Whether you call it “panda diplomacy” or “panda pandering,” the negotiations for loans of giant pandas from China for Japanese zoos continue to serve as a good indicator of the warmth of Beijing-Tokyo relations at any given time.


On Wednesday, June 12, it was announced that the stay of two-year-old Shan Shan, Ueno Zoo’s resident giant panda cub, will be extended until December 2020. She was originally scheduled to fly to China this month.


Recent improvement of the bilateral relationship between the two countries appears to be a factor behind the extension, making it yet another example of how the state of political ties has impacted panda loans. It is perhaps no coincidence that Tokyo Governor Yuriko Koike is slated to make her first official visit to China this summer. Observers point out that pandas have come to be a powerful “symbol” of the state of the relationship with China.



I want to thank the Chinese side for their understanding, so that everyone can continue to see her,” Koike told a press conference when she announced the extension at the end of May. Although Koike avoided getting into the details, a source close to the governor confided, “It probably came about, thanks to the good offices of a political heavyweight the governor has been dining with recently.”


The “political heavyweight” in question appears to be Toshihiro Nikai, secretary-general of the ruling Liberal-Democratic Party (LDP). When Nikai visited Beijing in April, he emphasized the importance of friendly bilateral ties at an international conference.


Prime Minister Shinzo Abe has also exuded optimism about the state of relations between the two countries, characterizing them as “completely back on a normal track.” A source in the Tokyo metropolitan government ascribed the success of the efforts to extend Shan Shan’s stay to these diplomatic stirrings.

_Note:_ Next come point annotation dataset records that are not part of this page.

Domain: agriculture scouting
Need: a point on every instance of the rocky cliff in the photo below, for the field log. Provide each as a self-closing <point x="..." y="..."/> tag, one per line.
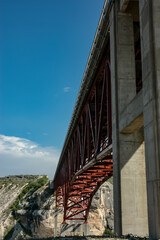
<point x="27" y="208"/>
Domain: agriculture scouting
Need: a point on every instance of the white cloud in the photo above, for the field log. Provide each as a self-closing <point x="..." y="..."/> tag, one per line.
<point x="66" y="89"/>
<point x="22" y="156"/>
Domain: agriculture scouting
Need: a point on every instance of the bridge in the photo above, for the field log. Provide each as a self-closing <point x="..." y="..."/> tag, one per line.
<point x="115" y="125"/>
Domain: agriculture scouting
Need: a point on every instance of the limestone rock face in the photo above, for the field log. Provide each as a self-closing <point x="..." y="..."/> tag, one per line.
<point x="37" y="214"/>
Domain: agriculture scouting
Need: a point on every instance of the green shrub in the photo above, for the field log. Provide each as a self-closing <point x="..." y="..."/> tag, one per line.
<point x="28" y="190"/>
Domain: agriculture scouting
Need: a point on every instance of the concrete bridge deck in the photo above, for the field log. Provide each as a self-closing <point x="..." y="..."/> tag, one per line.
<point x="118" y="105"/>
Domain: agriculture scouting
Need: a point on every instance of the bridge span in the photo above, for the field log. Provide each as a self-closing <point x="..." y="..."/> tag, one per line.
<point x="115" y="125"/>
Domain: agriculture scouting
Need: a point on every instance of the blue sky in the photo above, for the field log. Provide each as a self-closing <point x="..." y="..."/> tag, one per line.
<point x="44" y="47"/>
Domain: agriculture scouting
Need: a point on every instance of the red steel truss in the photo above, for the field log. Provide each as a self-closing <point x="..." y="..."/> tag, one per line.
<point x="87" y="162"/>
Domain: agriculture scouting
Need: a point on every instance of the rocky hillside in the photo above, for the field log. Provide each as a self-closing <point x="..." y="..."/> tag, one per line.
<point x="27" y="208"/>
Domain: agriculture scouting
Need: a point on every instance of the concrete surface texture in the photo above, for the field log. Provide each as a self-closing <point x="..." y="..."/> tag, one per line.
<point x="136" y="118"/>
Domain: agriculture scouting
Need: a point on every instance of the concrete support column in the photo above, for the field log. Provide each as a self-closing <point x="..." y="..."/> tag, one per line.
<point x="150" y="44"/>
<point x="122" y="91"/>
<point x="55" y="222"/>
<point x="133" y="184"/>
<point x="128" y="150"/>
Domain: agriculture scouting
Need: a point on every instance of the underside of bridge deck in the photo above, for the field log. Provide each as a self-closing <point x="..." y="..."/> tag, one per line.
<point x="87" y="162"/>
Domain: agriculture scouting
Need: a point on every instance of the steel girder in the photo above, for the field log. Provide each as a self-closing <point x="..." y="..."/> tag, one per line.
<point x="87" y="162"/>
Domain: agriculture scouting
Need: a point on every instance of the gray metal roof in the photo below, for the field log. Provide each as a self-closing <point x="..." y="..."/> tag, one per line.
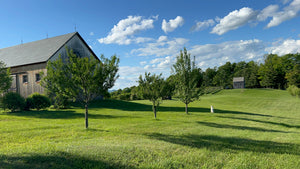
<point x="33" y="52"/>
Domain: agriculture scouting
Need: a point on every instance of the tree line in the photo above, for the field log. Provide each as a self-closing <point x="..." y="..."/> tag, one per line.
<point x="277" y="72"/>
<point x="84" y="79"/>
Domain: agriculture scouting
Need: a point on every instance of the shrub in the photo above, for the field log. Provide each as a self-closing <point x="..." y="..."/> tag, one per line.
<point x="294" y="90"/>
<point x="39" y="101"/>
<point x="13" y="101"/>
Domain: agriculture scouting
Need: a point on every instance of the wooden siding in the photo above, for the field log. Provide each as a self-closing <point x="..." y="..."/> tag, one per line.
<point x="31" y="86"/>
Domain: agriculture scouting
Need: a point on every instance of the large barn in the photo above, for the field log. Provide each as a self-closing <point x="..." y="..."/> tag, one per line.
<point x="28" y="60"/>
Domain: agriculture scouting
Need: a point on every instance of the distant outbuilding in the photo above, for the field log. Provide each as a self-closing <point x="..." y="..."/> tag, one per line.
<point x="238" y="82"/>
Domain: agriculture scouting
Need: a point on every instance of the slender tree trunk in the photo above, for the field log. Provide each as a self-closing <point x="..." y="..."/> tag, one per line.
<point x="86" y="116"/>
<point x="154" y="111"/>
<point x="186" y="108"/>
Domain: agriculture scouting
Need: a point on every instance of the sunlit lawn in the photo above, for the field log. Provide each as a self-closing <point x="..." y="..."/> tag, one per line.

China has long engaged in panda diplomacy, using loans of the highly-endangered species native to China as a means for strengthening ties with selected countries.



The first pandas to come to Japan from the People’s Republic of China, Kan Kan and Ran Ran, arrived at the Ueno Zoo in 1972 in the wake of the resumption of Japan-China diplomatic relations. They drew enormous crowds. After that the Ueno Zoo always had at least one panda in residence until 2008, when the death of Rin Rin suddenly left the zoo “panda-less.”


At the time, Takashi Sugino, the official in charge of education and extension programs at the zoo, asked then-Tokyo governor Shintaro Ishihara to help arrange a replacement. Then-Chinese president Hu Jintao offered to send over a pair of pandas, with the catch that Tokyo would have to pay a hefty annual rental fee of $950,000 USD (around ¥100 million JPY). Governor Ishihara, however, turned the offer down in no uncertain terms, commenting, “What kind of symbol of friendship is it that you demand money as proof of friendship?”


Despite Ishihara’s stand, visitors to the Ueno Zoo continued to press for pandas, and the Tokyo government reversed its decision. In response to popular demand, Shan Shan’s parents — Ri Ri and Shin Shin — arrived at the zoo in February 2011.


At a bilateral summit held in December of the same year, a new panda loan was arranged for the Yagiyama Zoological Park in Sendai. However, bilateral relations spiraled downhill the following year, after Japan nationalized the Senkaku Islands in Okinawa Prefecture, and the panda loan never materialized.



Masaki Ienaga, associate professor at Tokyo Woman’s Christian University and author of the book Panda Gaiko (“Panda Diplomacy") (Kadokawa, 2012, in Japanese) explained, “When various factors related to political thinking and timing involving Japan, China and Tokyo are aligned, we have had panda loans. Otherwise, it has been rough going.”



Ienaga added, “For that very reason, we can say that pandas have been used as a tool symbolizing the state of the relationship of the three parties.